Beyond its impassioned first single, Rage’s debut album is packed like a nail bomb with apoplectic anthems. Bullet In The Head’s message links the media to political manipulation (‘They say jump, you say how high’), a topic which remains prescient, not least in the wake of investigative journalist Carole Cadwalladr’s dissection of the Facebook-Cambridge Analytica data scandal, while Know Your Enemy finds Zack critiquing the failure of the American Dream for the marginalised, sneering ‘The Land Of The Free? Whoever told you that is your enemy!’ Evil Empire has lost none of its caustic insight either, with Bulls On Parade still on-point in examining America’s bully-boy tactics when dealing with Mexican immigration, and Vietnow offering a prophetic vision of the modern age with its savage assault on the inflammatory rhetoric and lies peddled by hard-right media.

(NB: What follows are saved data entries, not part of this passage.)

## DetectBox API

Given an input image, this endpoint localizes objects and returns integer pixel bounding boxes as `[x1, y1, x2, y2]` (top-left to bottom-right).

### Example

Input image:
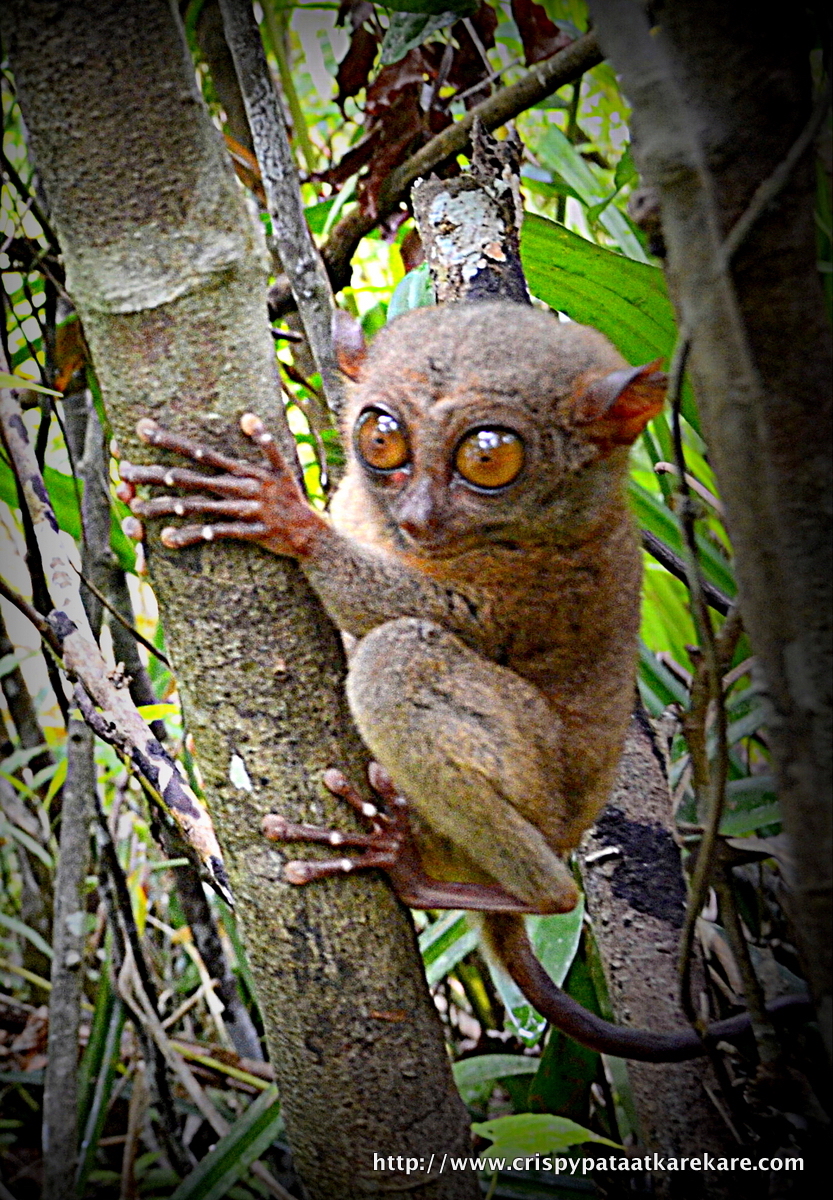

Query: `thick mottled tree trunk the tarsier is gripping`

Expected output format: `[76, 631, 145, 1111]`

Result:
[4, 0, 475, 1200]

Moving on to The Battle Of Los Angeles, Testify’s nods to George Orwell’s 1984 – ‘Who controls the past (now), controls the future. Who controls the present (now), controls the past’ – seem frighteningly perceptive, as do the references to ‘a terror era coming through’ on Voice Of The Voiceless. And while elements of Rage’s uncompromising spirit, soul and integrity are easily detectable in both contemporary rock (Refused, Rise Against, Stray From The Path) and hip-hop (Kendrick Lamar, Childish Gambino, Run The Jewels) in 2020, there’s much to celebrate in the return of the original unit with fire in their bellies once more. The problems they sought to address certainly haven’t disappeared, indeed they only seem to be intensifying with each passing news bulletin. In summer 2019, the LA Times reported that about one in 1,000 black men and boys in America can expect to die at the hands of police, according to a recent analysis of deaths involving law enforcement officers, making the risk to them 2.5 times more pronounced in comparison to white men and boys encountering cops on patrol. Closer to home, the scandals over the deportation of the Windrush generation and the buck-passing surrounding the Grenfell Tower tragedy should enrage any right-thinking person. No Rage Against The Machine song will provide easy solutions, of course, but their ability to draw together dissenting voices can only be a huge boon in building coalitions of resistance.

In 2017, Tom Morello was speaking about Prophets Of Rage, but indirectly referencing RATM, when he told Kerrang! “Dangerous times require dangerous songs, and this is not a period where it’s enough to tweet about it. We aim to play like the soul of everyone in the room is at stake.”

In 2020, for Rage Against The Machine, that campaign will begin in earnest anew.